Currently my contact with her is limited to the occasional phone call and sms regarding financial matters (we still have joint assets, transactions, her mail still comes to the house which I forward to her office). She has refused to tell me her address so I am lost there....I only know her work details, and her mobile.

Initially in the first couple of weeks of her leaving I tried everything...going to her workplace, getting our families involved, and nothing worked. So its now at a stalemate where she's waiting for me to give up, and talk to her about the division of assets, and I'm holding on, waiting for her to soften her hard stance.

Throughout these few months I've done my own soul searching and I know i can do better...my Church is very supportive and I've been really busy helping in Church activities, building more of a social circle etc.

I know I need to do something to change the status quo, but what? Like a shock to the system...I have Divorce Remedy but I can't really understand a 180 from my situation...if I go No Contact (this drives her crazy, the last time I did this-I was REALLY busy-she called multiple times one day to pressurize me to take action on the house) it still doesnt lead me anywhere. Besides, 1 of the reasons she cited was neglect....won't No Contact just be an extension of that?

Ultimately, I know what she feels is right in her eyes, I just want to find a way to SHOW her the changes I've gone through, our limited communication makes this hard.

I'll add other details as we go along...but for now, I would really appreciate any feedback.
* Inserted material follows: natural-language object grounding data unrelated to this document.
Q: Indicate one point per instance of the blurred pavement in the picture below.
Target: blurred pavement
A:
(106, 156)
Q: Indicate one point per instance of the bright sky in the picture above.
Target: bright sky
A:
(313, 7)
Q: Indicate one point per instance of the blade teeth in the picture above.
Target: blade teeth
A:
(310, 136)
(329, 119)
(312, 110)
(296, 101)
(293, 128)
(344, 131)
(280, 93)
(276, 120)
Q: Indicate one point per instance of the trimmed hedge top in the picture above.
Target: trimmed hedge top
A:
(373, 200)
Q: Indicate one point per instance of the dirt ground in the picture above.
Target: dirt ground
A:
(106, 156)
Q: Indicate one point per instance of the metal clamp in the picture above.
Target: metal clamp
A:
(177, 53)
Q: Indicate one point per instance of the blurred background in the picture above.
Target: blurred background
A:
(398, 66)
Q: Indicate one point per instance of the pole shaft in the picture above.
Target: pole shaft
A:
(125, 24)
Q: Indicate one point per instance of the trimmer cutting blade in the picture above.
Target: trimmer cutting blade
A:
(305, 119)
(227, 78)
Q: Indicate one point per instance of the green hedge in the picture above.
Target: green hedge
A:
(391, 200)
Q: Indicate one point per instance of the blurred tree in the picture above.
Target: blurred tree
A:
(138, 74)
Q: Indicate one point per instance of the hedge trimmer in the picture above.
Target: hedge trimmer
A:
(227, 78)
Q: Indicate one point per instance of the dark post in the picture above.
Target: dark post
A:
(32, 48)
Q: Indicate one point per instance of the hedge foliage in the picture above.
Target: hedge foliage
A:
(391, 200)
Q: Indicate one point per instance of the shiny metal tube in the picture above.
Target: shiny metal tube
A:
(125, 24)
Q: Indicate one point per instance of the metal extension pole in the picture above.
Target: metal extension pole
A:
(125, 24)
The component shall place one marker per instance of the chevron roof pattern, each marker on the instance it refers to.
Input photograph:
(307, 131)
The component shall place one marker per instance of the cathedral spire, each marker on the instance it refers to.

Thanks everyone...I'm chugging along as best as I can.


----------



## ReGroup (Dec 6, 2012)

Let her drive this divorce if she's wants it.

And don't pay for it.
_Posted via Mobile Device_


----------



## Arendt (Mar 25, 2013)

Your post is mostly about her...it sounds like she wants space; you should give it to her and not hound her about returning. You don't need marital counseling, you need individual counseling to deal with your own stuff. Marital counseling on your own just looks like you trying to control things. In individual counseling you will have to deal with hard questions. Why did you neglect her? What made you think that you are entitled to have a woman be at your beck and call and to treat how you want? What made you think money is so important? All that stuff.


----------



## smallsteps (Feb 23, 2013)

As a woman let me tell you where I have two big issues because they were issues in my own marriage that made me start to change the way I felt about my stbxh ( there were more & the story is long but 2 of your things jumped out at me)

1- your porn addiction. I don't know if mine was concidered an addict - well I would consider him one - I would review the history in our computer & flip out. That is one of the most demeaning things for a wife to face. It makes us feel like we're inadequate. We're competeting with these fantasy women you guys so love to watch. Some of the things that are out there are hideous and to be honest the more I caught him the more a part of my connection to him died.

2-putting off starting a family. Now I understand fiscal responsibility but when is enough. It should have been something the two of you discussed and
ome up with a time frame you both agreed on. I was hitting my late 30's and knew my time was running out. He kept putting it off. When we decided to start trying I was 38 - after 2 miscarriages we gave up. I really resented him for that.

I think you need to give her some space. You cant force her to come back.


----------